Commemorating both Vass’s 60th birthday and the festival’s 35th anniversary, Variations on ‘Lovely Joan’ (2017) is in a notable lineage of British variation-sets across the post-war era. The theme, familiar as the central section of Vaughan Williams’ Fantasia on Greensleeves, is treated to a Prelude and eight variations, of which the highlights are the second, Adrian Williams’s probing Adagio; the fourth, Christopher Gunning’s soulful Andante; and the seventh, Matthew Taylor’s incisive Prestissimo, which makes for an effervescent finale.
There is a tangible quality of ‘American ruralism’ to Martin Butler’s Concerto for soprano saxophone (2009), its three-movement trajectory unfolding with numerous folk inflections – often derived from open strings – to yield engaging astringency and, in the central Cantilena, haunting pathos. Amy Dickson is demonstrably attuned to its idiom. So too are Katherine Baker and Suzy Willison-Kawalec to that of Joe Duddell’s Mnemonic (2004), a chamber concerto whose deft interplay of formal and expressive contrasts builds towards an understated close.

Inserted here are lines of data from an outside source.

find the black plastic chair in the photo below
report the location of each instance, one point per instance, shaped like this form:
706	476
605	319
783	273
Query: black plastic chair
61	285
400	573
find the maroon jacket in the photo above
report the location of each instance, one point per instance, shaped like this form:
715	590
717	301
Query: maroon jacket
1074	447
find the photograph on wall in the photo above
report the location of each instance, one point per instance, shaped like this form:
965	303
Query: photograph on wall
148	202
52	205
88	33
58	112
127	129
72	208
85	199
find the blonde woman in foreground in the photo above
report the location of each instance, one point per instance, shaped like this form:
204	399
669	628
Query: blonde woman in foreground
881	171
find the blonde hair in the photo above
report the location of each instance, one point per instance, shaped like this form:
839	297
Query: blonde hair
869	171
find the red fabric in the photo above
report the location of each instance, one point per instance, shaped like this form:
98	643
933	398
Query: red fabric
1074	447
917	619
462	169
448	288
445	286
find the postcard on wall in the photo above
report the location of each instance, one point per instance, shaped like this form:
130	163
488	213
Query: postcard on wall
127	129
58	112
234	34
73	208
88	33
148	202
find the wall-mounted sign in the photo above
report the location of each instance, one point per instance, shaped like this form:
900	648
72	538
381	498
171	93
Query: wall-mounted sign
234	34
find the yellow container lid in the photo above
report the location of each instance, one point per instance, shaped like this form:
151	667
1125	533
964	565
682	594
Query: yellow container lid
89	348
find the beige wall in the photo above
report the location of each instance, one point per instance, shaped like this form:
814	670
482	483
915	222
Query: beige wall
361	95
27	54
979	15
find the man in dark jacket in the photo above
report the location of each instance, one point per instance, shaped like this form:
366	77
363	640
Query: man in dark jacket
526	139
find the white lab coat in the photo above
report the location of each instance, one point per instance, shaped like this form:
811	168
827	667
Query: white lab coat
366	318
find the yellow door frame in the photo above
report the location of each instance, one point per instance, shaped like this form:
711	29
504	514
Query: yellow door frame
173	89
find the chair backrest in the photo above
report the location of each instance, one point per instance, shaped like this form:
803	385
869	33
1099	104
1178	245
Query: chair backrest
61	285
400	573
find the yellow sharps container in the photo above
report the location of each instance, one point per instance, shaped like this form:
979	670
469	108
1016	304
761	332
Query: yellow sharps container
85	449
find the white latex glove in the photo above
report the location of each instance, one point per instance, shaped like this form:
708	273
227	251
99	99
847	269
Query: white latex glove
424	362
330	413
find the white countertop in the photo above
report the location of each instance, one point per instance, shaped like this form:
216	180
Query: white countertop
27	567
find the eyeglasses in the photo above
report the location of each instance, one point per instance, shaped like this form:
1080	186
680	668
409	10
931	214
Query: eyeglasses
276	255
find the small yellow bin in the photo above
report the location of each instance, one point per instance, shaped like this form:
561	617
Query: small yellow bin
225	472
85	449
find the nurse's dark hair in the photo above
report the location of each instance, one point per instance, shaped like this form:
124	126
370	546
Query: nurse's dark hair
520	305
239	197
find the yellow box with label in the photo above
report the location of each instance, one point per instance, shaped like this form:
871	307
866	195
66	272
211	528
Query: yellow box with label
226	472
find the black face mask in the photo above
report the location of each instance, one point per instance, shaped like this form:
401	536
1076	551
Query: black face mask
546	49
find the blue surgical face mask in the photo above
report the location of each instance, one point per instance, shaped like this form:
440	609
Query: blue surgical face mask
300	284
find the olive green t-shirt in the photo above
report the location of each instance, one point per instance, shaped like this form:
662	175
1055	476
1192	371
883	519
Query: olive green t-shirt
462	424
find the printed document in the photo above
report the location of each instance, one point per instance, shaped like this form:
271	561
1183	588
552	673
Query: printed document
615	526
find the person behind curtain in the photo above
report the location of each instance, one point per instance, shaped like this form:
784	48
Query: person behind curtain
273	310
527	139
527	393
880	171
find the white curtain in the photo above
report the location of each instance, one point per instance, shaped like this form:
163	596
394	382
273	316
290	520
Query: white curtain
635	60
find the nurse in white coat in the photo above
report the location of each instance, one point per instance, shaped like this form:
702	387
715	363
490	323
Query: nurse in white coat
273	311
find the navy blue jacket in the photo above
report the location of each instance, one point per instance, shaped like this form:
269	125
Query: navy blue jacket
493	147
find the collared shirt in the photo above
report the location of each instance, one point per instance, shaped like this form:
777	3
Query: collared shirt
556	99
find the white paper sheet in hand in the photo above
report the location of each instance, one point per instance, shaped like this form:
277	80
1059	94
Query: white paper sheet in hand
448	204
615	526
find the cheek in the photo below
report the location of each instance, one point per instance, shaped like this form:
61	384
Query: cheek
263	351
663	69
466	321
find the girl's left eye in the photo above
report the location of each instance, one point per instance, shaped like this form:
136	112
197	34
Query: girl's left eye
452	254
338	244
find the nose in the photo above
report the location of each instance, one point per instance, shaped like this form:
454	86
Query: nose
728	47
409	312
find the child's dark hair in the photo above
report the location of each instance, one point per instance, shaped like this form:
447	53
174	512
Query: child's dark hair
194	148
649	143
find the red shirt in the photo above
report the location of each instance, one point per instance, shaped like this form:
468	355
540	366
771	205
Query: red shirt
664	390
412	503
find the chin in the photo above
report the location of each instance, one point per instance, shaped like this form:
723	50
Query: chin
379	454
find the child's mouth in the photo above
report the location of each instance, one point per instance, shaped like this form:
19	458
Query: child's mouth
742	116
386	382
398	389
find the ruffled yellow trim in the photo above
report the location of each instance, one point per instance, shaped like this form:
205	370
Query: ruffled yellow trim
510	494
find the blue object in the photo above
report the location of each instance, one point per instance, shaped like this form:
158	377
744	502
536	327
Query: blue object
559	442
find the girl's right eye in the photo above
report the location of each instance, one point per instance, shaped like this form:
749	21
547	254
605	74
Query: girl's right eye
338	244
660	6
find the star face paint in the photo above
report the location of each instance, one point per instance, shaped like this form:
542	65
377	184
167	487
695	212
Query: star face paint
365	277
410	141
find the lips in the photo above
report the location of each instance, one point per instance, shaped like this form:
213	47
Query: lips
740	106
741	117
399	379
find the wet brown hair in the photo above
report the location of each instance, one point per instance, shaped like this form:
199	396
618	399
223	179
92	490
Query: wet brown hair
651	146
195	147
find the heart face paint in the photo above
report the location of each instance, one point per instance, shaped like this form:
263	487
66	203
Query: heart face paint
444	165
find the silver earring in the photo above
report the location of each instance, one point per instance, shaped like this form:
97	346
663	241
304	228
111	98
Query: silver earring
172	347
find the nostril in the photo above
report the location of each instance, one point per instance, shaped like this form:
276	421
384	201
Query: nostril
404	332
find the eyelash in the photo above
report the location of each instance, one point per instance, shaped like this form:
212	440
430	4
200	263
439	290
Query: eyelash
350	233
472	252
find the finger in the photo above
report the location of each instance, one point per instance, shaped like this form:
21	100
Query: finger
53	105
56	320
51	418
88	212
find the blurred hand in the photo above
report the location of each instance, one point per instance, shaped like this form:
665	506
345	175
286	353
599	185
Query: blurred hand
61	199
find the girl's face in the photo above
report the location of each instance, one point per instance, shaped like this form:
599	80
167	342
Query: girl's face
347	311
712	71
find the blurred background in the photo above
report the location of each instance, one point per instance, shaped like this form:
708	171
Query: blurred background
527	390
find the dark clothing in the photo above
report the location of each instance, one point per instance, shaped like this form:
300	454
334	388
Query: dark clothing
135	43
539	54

Framing this latter are two works by Hugh Wood, who died at the age of 89 as this issue was in production. The three songs of Beginnings (2010) reach back to unpublished pieces from the late 1950s, recomposed so the hand of maturity is evident in their richness of texture and subtlety of response, Wood’s sensitive word-setting evident from Rebecca Afonwy-Jones’s eloquent rendering. Nor does the succinctness of Divertimento (2007) belie density of content – hence the tensile rhetoric of its first movement, the melodic poise of its Adagietto or the unwavering impetus of its finale.
The playing of the Presteigne Festival Orchestra lacks nothing in commitment, directed by Vass with unfussy attention to detail. Spacious sound and insightful notes by Thomas Hyde, whose Prelude and ‘Tema elaborata’ launch the opening Variations in intriguing fashion.